Last week the British government announced a tax on sugary soft drinks. Almost simultaneously, the Dutch Health minister Schippers produced her ‘road map’ for healthier food in Europe through self-regulation by the industry. Charon Zondervan, leader of the Healthy & delicious foods programme at Food and Biobased Research, can see why the Netherlands is not opting for a sugar tax at present.
Mexico is already doing it, the UK is going to do it. Should the Netherlands slap a tax on sugar too?
‘In the Netherlands we have a ‘polder tradition’. So in 2014, for example, food producers and distributers, such as supermarkets and caterers, agreed to reduce amounts of salt, calories and saturated fats in products. They don’t have that polder culture in the UK, so it is up to the government there to decide: either we do nothing or we pass legislation. What is more, the need is quite a bit greater in England than in the Netherlands. More soft drinks are consumed there and overweight is more prevalent.’
Couldn’t the Netherlands speed up the self-regulation by raising the prospect of a sugar tax?

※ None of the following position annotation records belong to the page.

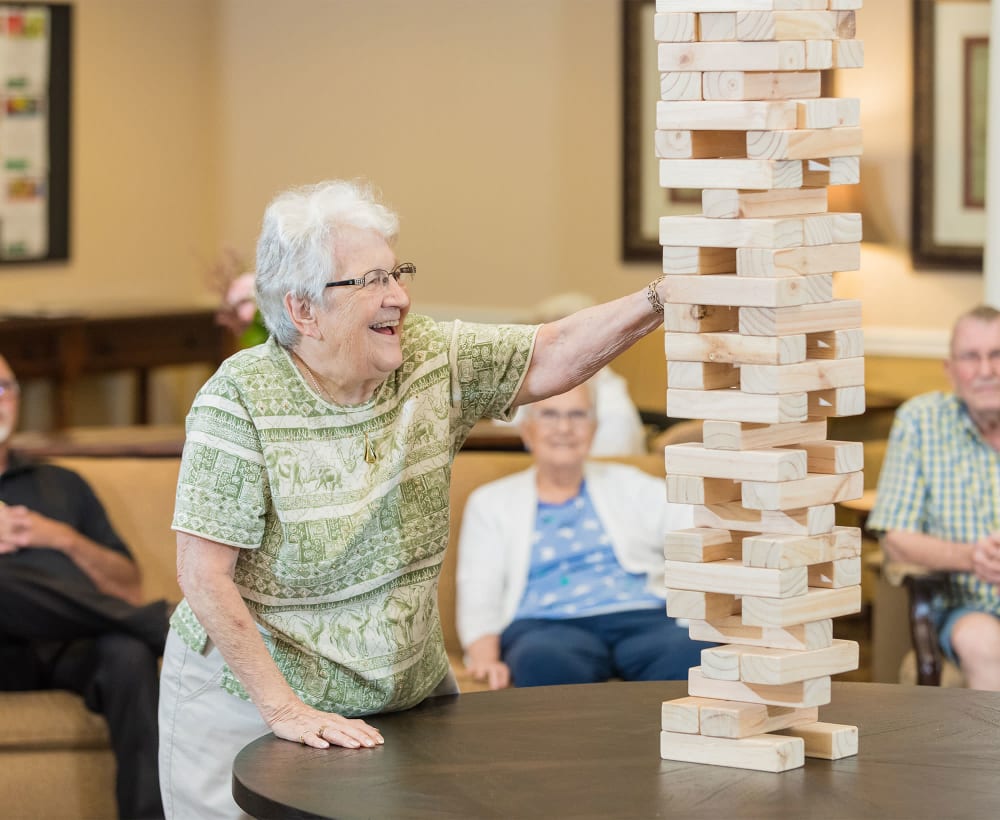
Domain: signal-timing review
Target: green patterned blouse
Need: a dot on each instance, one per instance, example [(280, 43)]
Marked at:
[(340, 558)]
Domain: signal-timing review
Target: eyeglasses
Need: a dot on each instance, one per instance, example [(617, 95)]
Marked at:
[(9, 389), (551, 418), (403, 273)]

‘You can’t make an agreement with the branch organizations in good faith on the one hand, and then say: if you don’t reach the targets we are going to impose a tax. That is not part of the Dutch polder process. The food industry is now getting the chance to cut down on salt, fat and sugar levels. If in a few years’ time another minister thinks not enough progress has been made, we can make new agreements, possibly using a tax or legislation as a stick.’

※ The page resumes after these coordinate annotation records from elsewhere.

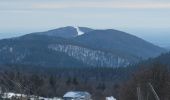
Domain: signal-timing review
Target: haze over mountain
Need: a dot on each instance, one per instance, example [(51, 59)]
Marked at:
[(67, 47)]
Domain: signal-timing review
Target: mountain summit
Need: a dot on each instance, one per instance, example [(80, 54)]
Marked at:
[(77, 47)]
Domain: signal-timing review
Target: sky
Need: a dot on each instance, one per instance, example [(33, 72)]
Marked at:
[(148, 19)]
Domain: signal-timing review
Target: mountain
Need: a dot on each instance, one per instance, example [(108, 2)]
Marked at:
[(66, 32), (76, 47), (117, 41)]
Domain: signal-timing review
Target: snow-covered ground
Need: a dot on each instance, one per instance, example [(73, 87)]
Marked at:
[(110, 98), (10, 95), (79, 31)]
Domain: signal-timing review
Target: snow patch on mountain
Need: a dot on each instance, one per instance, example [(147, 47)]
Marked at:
[(79, 31), (91, 57)]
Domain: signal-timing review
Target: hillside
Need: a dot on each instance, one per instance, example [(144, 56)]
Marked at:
[(64, 47)]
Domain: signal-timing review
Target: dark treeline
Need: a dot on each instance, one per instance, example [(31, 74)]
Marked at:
[(55, 82), (121, 83), (157, 75)]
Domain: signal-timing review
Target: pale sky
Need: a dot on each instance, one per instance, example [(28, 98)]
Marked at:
[(149, 19)]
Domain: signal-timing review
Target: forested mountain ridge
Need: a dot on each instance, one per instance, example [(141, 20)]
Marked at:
[(65, 47)]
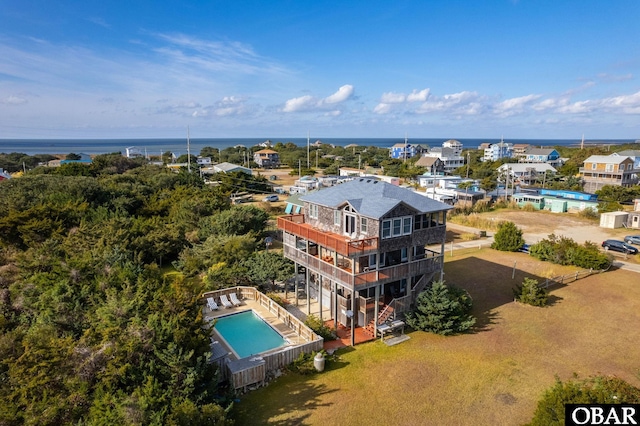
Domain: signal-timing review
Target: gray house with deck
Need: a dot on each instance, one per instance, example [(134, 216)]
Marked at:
[(367, 248)]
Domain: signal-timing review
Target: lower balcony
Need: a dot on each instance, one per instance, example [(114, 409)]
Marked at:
[(364, 279)]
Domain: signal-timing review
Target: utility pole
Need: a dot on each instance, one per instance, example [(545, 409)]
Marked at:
[(188, 152), (308, 146), (468, 153)]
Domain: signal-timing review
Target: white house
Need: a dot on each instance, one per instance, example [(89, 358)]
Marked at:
[(496, 151), (527, 173)]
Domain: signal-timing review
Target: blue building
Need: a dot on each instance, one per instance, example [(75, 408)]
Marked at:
[(402, 151)]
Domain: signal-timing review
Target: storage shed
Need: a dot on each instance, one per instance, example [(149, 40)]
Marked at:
[(613, 220)]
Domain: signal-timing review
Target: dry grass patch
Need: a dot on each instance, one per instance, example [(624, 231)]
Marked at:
[(493, 376)]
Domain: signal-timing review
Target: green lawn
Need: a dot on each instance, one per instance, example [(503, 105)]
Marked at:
[(493, 376)]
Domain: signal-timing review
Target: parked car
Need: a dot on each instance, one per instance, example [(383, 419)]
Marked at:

What do you think of the British tax?
‘I find it interesting that the revenue from the tax is going to be used to promote sport in schools. So taxing “the bad” is directly linked to investing in “the good”. That should be done more often. Taxes on cigarettes or petrol in the Netherlands just disappear into the treasury. It is not clear what is done with the extra money you have to spend on doing something “bad”.